In 1940, he was awarded a scholarship in the Liceo Nacional, a high school for gifted students run by Jesuits. In 1946 he started his university education as a law student in the Universidad Nacional, in Bogotá. Since he had no interest in law at all, he began to abandon his academic life and eventually, himself. It was Kafka's The Metamorphosis that made him comprehend literature did not have to follow a fixed narrative and plot. As a result of this revelation, he started reading avidly and writing his first stories, which were praised and published in 1946 in "El Espectador," a Liberal newspaper of Bogotá.

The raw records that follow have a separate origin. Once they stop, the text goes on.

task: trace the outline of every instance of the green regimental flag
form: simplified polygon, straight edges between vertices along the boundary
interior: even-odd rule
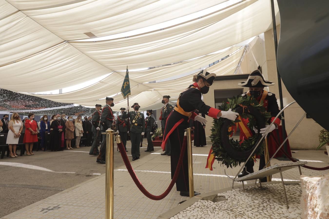
[[[121,88],[121,93],[122,93],[123,98],[126,99],[127,96],[130,95],[130,84],[129,82],[129,72],[128,72],[128,66],[127,66],[126,76],[122,83],[122,86]]]

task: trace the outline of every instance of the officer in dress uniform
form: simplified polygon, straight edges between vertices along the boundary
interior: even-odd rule
[[[259,67],[259,68],[260,67]],[[264,107],[267,112],[270,112],[272,116],[272,117],[267,121],[269,123],[270,123],[273,121],[279,114],[280,110],[279,109],[279,106],[278,105],[278,102],[275,98],[275,95],[264,90],[264,88],[265,87],[271,86],[274,84],[274,82],[266,80],[260,71],[258,69],[254,71],[249,75],[246,81],[240,82],[238,84],[238,85],[241,87],[249,88],[249,90],[248,91],[242,94],[243,97],[246,96],[251,96],[254,98],[256,98],[259,102],[262,102],[264,103]],[[281,121],[281,116],[279,116],[270,128],[268,133],[272,131],[275,129],[277,129]],[[260,129],[260,133],[264,135],[264,133],[265,133],[269,126],[268,125],[266,125],[265,128]],[[256,128],[254,128],[254,130],[256,133],[258,132],[258,130]],[[240,133],[240,140],[243,141],[244,138],[242,133]],[[248,175],[249,173],[253,173],[254,163],[254,161],[252,160],[247,161],[243,171],[239,174],[238,176],[239,177],[242,177]],[[265,164],[265,157],[264,155],[263,154],[260,156],[259,170],[263,169]],[[264,177],[261,180],[261,181],[262,182],[266,182],[266,177]]]
[[[99,127],[99,120],[100,119],[101,112],[100,110],[102,108],[102,105],[96,104],[95,105],[96,110],[92,114],[91,117],[91,131],[94,136],[94,141],[92,142],[91,148],[89,151],[90,155],[98,155],[99,153],[98,151],[98,146],[101,140],[101,134],[99,133],[100,128]]]
[[[154,151],[151,138],[154,131],[154,122],[155,121],[154,116],[153,115],[153,110],[148,110],[146,111],[147,117],[145,119],[145,128],[146,137],[147,139],[147,148],[145,152],[152,152]]]
[[[174,107],[172,105],[169,103],[169,98],[170,96],[164,96],[163,97],[162,103],[164,104],[161,108],[161,115],[159,119],[161,121],[161,129],[162,130],[163,135],[164,133],[164,128],[165,127],[165,123],[167,121],[167,118],[170,113],[172,111]],[[170,141],[168,141],[165,145],[165,151],[164,153],[161,154],[161,155],[167,155],[170,156]]]
[[[101,128],[100,131],[105,132],[107,130],[110,130],[112,127],[114,117],[113,115],[113,111],[111,107],[114,106],[113,103],[114,99],[110,97],[107,97],[105,99],[106,104],[104,106],[102,110],[101,114]],[[103,140],[101,145],[100,151],[97,157],[96,162],[100,164],[105,164],[105,157],[106,155],[106,136],[104,134],[103,136]]]
[[[120,109],[121,110],[121,115],[118,116],[118,122],[116,123],[116,130],[119,131],[119,135],[121,137],[121,141],[124,146],[126,151],[128,152],[126,147],[127,144],[127,137],[128,135],[128,126],[129,122],[128,119],[123,119],[122,114],[124,112],[125,108],[122,108]]]
[[[164,148],[168,139],[171,143],[171,156],[170,162],[171,178],[173,177],[178,163],[181,149],[183,146],[184,133],[189,127],[189,120],[198,121],[203,125],[207,123],[205,118],[199,116],[193,111],[196,109],[201,113],[204,113],[210,117],[218,119],[220,117],[235,120],[239,113],[229,110],[223,111],[207,106],[202,101],[203,94],[206,94],[209,87],[213,84],[216,74],[210,74],[206,69],[201,71],[193,76],[192,84],[179,95],[173,110],[167,119],[167,123],[161,147]],[[189,185],[188,167],[187,163],[187,150],[184,153],[183,164],[176,181],[177,191],[180,191],[182,196],[190,196]],[[200,193],[194,192],[194,195]]]
[[[131,142],[131,155],[133,161],[139,159],[139,145],[142,140],[142,136],[145,133],[145,119],[144,114],[139,112],[140,107],[138,103],[135,103],[131,108],[134,108],[132,112],[127,112],[128,109],[125,110],[122,114],[123,119],[129,118],[130,121],[130,141]]]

Some political events in 1948—the assassination of Gaitán, the closure of the Universidad Nacional or, el "Bogotazo"— made Gabo transfer to the Universidad de Cartagena where he was still studying law. He got a daily column in a local newspaper, something he enjoyed much more. In 1950 he decided to abandon his law studies and moved to Barranquilla to write. There he became part of a literary clique, el "grupo de Barranquilla." Under their influence he began to read the classics and the work of Hemingway, Woolf, Joyce and Faulkner. Sophocles and William Faulkner greatly influenced his writings in the late forties and early fifties. From Faulkner, he learned to write about things close to his reality. The novella titled La Hojarasca (Leaf Storm,1955) was the result of this.

After some difficulties, he moved back to Bogotá in 1954, where he got a job writing stories and film reviews for a newspaper, "El Espectador." While working on a story, he involved the Pinilla government. Worried that the dictator might persecute García Márquez directly, his editors sent him on assignment to Italy. He then wandered around Europe as a correspondent, studied film in Rome, traveled through Geneva, Poland and Hungary to settle in Paris. It was there where he found out that the Pinilla government had shut down his paper. Without a job and money, he wrote the drafts for El coronel no tiene quien le escriba (No One Writes to the Colonel), and part of Este pueblo de mierda (what would later on be La mala hora—In Evil Hour). Soon after he traveled to London, he moved to Venezuela, the destination of most Colombian refugees. In 1957 he toured with an old friend through Europe's communist countries, writing articles for various Latin American publications. In 1958 he risked a visit to Colombia to marry his girlfriend. Both of them slipped back to Caracas. Soon after the paper he was working for, took a different political direction, something that made García Márquez resign. The couple ended in Havana, and García Márquez worked covering the revolution.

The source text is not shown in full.